Est-ce pour la beauté de renoncer à sa couronne?
Oui, mais pas pour ça tout seul.
Est-ce sentir notre
force — non seulement notre floraison, mais notre force — se décomposer?
Est-ce de
sentir chaque membre se raidir, chaque fonction moins exacte,
Chaque nerf plus faiblement enfilé?
Oui, ceci, et plus
encore! mais pas,
Ah, 'pas ce que dans la jeunesse, nous avons rêvé d être!
« C’est de ne
pas avoir notre vie adoucie
et adoucie comme avec le coucher du soleil-lueur, Un déclin du jour d’or! « C’est de ne
pas voir le monde Comme d’une hauteur, avec des yeux prophétiques rapt,
Et le cœur profondément agité;
Et pleurer, et sentir la plénitude du passé, Les
années qui ne sont plus!
C’est de
passer de longues journées et pas une seule fois sentir que nous étions jamais
jeunes.
Il est d’ajouter,
Dans la
prison chaude du présent, mois après mois avec une douleur lasse.
C’est pour souffrir cela, et sentir que la moitié, et faiblement, ce que nous ressentons: Au fond de notre cœur caché le souvenir terne d’un changement, Mais pas d’émotion- aucun.

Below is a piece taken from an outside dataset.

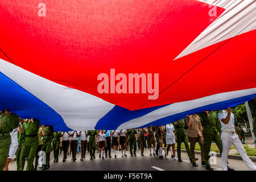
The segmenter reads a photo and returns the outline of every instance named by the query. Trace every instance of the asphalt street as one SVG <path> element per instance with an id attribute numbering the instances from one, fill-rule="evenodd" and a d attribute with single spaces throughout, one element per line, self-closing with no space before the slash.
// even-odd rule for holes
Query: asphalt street
<path id="1" fill-rule="evenodd" d="M 59 156 L 59 162 L 53 163 L 53 152 L 51 153 L 50 168 L 48 171 L 204 171 L 205 167 L 201 166 L 200 155 L 196 154 L 199 158 L 198 167 L 193 167 L 186 152 L 181 152 L 183 162 L 174 160 L 171 158 L 159 159 L 158 156 L 150 156 L 149 150 L 145 150 L 144 156 L 141 156 L 141 151 L 137 150 L 137 156 L 131 157 L 129 151 L 126 151 L 127 158 L 122 158 L 121 151 L 117 152 L 117 158 L 114 157 L 114 151 L 112 150 L 112 158 L 99 159 L 99 153 L 96 152 L 96 159 L 90 160 L 90 155 L 86 151 L 85 159 L 80 161 L 81 154 L 77 155 L 77 160 L 71 160 L 72 155 L 68 155 L 67 160 L 62 162 L 63 153 Z M 163 154 L 164 151 L 163 151 Z M 169 155 L 170 156 L 171 155 Z M 216 164 L 212 167 L 215 171 L 221 170 L 221 162 L 219 157 L 216 157 Z M 229 159 L 229 166 L 237 171 L 247 171 L 248 168 L 242 160 Z M 256 163 L 254 163 L 255 164 Z M 25 168 L 26 169 L 26 164 Z M 16 169 L 16 162 L 11 162 L 9 165 L 9 170 Z M 38 171 L 42 170 L 38 168 Z"/>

C’est , dernière étape de tous - Quand nous sommes gelés à l’intérieur, et tout à fait Le fantôme de nous-mêmes, D’entendre le monde applaudir le fantôme creux qui a blâmé l’homme vivant.
La plage de Douvres
Aimons-nous d'amour sincère!
Car le monde qui, tél un pays de rêve,
Nous apparaît dans sa beauté si variée et neuve
Ne recèle en vérité ni joie, ni amour, ni lumière
Ni certitude, paix ou remède à la douleur;
Il est pour nous comme une sombre plaine
Où des armées aveugles s'affrontent de nuit,
Un lieu de combat et de fuite éperdue.